# Question for Linux nuts



## NC37 (Apr 4, 2018)

Maybe someone might know around here. I got a friend that is trying to get some POS software working in Linux Mint 18.3. Chromis to be exact.

They are having a heck of a time with getting it to work and have been spending weeks now wrestling with it. I've mentioned to try asking the developer and the other users of it but, so far it has been silent. Wondering if anyone might be able to help or able to direct to a place that can? Thanks.

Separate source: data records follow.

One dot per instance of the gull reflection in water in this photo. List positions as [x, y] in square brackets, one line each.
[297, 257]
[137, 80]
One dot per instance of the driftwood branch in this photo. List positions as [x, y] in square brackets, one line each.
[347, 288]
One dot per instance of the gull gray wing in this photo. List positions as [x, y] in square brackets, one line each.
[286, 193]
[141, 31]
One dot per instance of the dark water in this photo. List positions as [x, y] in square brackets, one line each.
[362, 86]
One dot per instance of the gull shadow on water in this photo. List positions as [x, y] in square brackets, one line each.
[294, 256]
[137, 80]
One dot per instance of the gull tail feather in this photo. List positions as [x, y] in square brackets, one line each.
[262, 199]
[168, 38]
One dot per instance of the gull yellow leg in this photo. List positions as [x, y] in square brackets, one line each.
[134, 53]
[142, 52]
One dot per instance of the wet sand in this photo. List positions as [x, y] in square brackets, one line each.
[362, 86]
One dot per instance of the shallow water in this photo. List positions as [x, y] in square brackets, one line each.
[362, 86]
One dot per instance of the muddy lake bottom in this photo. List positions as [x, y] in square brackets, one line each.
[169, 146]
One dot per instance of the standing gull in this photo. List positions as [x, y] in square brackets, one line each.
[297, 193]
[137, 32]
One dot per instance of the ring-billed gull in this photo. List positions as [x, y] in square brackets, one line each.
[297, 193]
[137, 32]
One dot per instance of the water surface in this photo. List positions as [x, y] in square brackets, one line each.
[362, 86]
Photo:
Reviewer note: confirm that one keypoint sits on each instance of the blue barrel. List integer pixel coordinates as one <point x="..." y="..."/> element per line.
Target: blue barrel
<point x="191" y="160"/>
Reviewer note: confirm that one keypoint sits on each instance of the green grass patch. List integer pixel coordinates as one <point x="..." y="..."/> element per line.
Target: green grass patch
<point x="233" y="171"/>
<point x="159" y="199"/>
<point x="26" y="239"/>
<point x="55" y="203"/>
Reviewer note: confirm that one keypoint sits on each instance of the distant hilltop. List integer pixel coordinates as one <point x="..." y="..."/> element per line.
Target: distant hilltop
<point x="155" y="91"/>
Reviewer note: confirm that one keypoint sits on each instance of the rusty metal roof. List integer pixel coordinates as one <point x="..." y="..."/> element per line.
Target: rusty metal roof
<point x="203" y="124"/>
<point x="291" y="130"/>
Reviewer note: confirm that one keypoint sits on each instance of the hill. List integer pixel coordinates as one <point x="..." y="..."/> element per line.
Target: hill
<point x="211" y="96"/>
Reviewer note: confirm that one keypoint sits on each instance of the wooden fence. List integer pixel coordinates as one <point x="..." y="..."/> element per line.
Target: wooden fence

I'd help myself but my Linux experience is low.


----------



## The_DriverX (Apr 4, 2018)

I believe that Chromis is for Windows only... Just a quick search that might help you: https://www.linux.com/forums/applications/top-10-point-sale-pos-software-linux


----------



## kruk (Apr 4, 2018)

Install OpenJDK, download Chromis Linux installer: https://sourceforge.net/projects/chromispos/files/Linux/, install it and that should be it. PDF guide here: https://sourceforge.net/projects/chromispos/files/User Guides/

If this doesn't work, please try to describe any problems/errors as precise as possible. Without proper debug info nobody can't give a proper solution.


----------



## NC37 (Apr 5, 2018)

I'll forward this. They'll likely post later with the issue. Thanks!


----------



## 7chazzy7 (Apr 5, 2018)

Hi I’m using linux mint 18.3 recently and don’t have deep understanding about linux. I successfully installed chromis Pos but all the reports are error. I read a forum and it suggested me to use jaspersoft to enable the reports. Then I installed the jaspersoft 3 times and during the installation process few messages popped up telling me some failures. And I couldn’t access localhost 8800 Help me pls. Thanks in advance


----------



## NC37 (Apr 9, 2018)

Chazzy is the one with the problem.


----------



## 7chazzy7 (Apr 9, 2018)

These are my screenshot errors, probably helping to solve the problem https://sourceforge.net/p/chromispos/discussion/help/thread/47a14bdd/#d99e


----------



## kruk (Apr 9, 2018)

Wildfox Coder at SourceForge has given the most probable solution for the problem:



> I mentioned this before somewhere in another post in this forum, but you guys have to stop running the JAR files themselves instead of the proper start files. If you just run the JAR files the applications don't know where the locations of the report or locale files on your drive.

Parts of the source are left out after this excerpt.